劇的な逆転で決勝進出を決めたアルゼンチン代表が、準決勝の勝利直後に行った政治的セレモニーにより、国際サッカー連盟(FIFA)から処分を受ける可能性が出てきた。
イギリスの公共放送BBCは17日、「FIFAがイングランドとの準決勝直後、フォークランド諸島(アルゼンチン名:マルビナス諸島)の領有権を主張する横断幕を掲げたアルゼンチン代表チームに対し、処分の検討を行っている」と報じた。
アルゼンチンは前日、米アトランタで行われたトーマス・トゥヘル監督率いるイングランドとの準決勝で、試合終盤に劇的な連続ゴールを決め、2-1の逆転勝利で決勝への切符を手にした。
しかし、試合終了後、アルゼンチンの選手たちがグラウンドで「マルビナスはアルゼンチンの領土(Las Malvinas son Argentinas)」と書かれた大型の横断幕を広げたことで問題が発生した。イギリス領フォークランド諸島は、現在もイギリスとアルゼンチンの間で長年紛争が続いている地域である。1982年にはアルゼンチンの侵攻によりフォークランド紛争が勃発したこともある。
FIFAの広報担当者は声明を通じ、「通常のプロセスに従い、独立規律委員会が現在試合報告書を評価しており、関連する諸状況を考慮した上で、FIFAの懲戒規定に基づく後続措置の是非を決定する」と明らかにした。
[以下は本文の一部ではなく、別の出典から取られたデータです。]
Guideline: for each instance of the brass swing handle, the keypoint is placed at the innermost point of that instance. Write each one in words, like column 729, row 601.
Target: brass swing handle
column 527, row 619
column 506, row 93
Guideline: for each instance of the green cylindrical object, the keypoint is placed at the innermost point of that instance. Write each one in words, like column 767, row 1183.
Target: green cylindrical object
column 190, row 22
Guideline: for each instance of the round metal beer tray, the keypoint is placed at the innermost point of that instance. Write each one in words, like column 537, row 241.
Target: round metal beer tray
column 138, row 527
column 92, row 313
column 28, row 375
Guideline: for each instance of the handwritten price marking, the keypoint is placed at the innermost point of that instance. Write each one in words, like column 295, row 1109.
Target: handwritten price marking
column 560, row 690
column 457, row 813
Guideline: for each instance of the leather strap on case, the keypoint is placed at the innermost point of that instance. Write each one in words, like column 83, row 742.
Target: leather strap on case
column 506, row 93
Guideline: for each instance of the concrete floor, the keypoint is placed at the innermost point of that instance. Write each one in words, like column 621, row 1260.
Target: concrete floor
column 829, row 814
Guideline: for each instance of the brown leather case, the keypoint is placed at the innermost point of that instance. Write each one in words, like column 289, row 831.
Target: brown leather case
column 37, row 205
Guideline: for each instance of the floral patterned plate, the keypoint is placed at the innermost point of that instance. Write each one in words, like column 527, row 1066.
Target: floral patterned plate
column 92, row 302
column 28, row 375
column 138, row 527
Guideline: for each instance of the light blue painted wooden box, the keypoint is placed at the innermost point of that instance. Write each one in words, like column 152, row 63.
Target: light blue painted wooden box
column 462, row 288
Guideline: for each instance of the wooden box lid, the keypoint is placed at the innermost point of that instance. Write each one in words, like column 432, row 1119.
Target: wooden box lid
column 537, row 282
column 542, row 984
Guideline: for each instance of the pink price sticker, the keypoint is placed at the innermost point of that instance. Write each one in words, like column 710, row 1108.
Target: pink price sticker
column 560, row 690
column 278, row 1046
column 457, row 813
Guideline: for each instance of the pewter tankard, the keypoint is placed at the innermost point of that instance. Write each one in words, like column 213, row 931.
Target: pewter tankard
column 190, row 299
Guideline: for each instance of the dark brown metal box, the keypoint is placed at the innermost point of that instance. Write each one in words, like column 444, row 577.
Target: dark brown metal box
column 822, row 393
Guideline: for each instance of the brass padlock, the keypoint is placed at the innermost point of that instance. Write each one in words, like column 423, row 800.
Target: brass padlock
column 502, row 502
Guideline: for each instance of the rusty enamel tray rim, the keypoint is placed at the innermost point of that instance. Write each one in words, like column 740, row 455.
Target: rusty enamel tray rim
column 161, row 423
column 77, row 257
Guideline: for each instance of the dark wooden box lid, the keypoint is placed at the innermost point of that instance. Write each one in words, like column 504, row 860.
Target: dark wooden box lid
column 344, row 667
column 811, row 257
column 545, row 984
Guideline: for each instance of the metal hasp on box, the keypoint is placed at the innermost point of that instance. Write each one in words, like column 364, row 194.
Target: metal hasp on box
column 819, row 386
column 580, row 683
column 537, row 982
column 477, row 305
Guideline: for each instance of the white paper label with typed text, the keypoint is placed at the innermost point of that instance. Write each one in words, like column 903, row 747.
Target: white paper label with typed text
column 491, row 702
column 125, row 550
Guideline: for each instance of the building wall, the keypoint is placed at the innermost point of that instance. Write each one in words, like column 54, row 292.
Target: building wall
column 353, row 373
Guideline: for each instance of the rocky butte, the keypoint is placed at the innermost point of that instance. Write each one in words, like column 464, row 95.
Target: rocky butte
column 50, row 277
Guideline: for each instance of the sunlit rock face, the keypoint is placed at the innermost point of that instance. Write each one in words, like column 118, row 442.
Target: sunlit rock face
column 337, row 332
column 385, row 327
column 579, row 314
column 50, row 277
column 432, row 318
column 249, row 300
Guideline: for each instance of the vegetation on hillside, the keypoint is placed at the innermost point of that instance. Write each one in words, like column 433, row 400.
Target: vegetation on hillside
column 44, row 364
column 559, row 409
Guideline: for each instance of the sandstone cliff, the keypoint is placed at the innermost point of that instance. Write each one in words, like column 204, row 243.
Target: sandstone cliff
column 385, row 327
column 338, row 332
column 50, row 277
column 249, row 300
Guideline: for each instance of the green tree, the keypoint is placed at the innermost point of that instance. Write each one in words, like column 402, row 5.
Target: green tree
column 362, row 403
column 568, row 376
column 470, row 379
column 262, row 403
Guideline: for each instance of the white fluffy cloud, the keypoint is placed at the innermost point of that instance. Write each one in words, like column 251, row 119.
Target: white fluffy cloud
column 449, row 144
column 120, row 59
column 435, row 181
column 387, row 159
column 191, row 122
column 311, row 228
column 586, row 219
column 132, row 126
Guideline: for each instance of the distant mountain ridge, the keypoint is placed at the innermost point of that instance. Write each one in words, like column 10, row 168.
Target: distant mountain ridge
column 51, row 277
アルゼンチンサッカー協会(AFA)が政治的な文言により処分の危機に直面したのは、今回が初めてではない。2014年のブラジル・ワールドカップを控えて行われたスロベニアとの親善試合でも、同じ文言の横断幕を掲げたことで、FIFAから2万ポンド(約3992万円)の罰金処分を受けたことがある。当時、FIFAは当該行為が「政治的行為の禁止」および「チームの不適切な品行」に関する規定に違反したと判断した。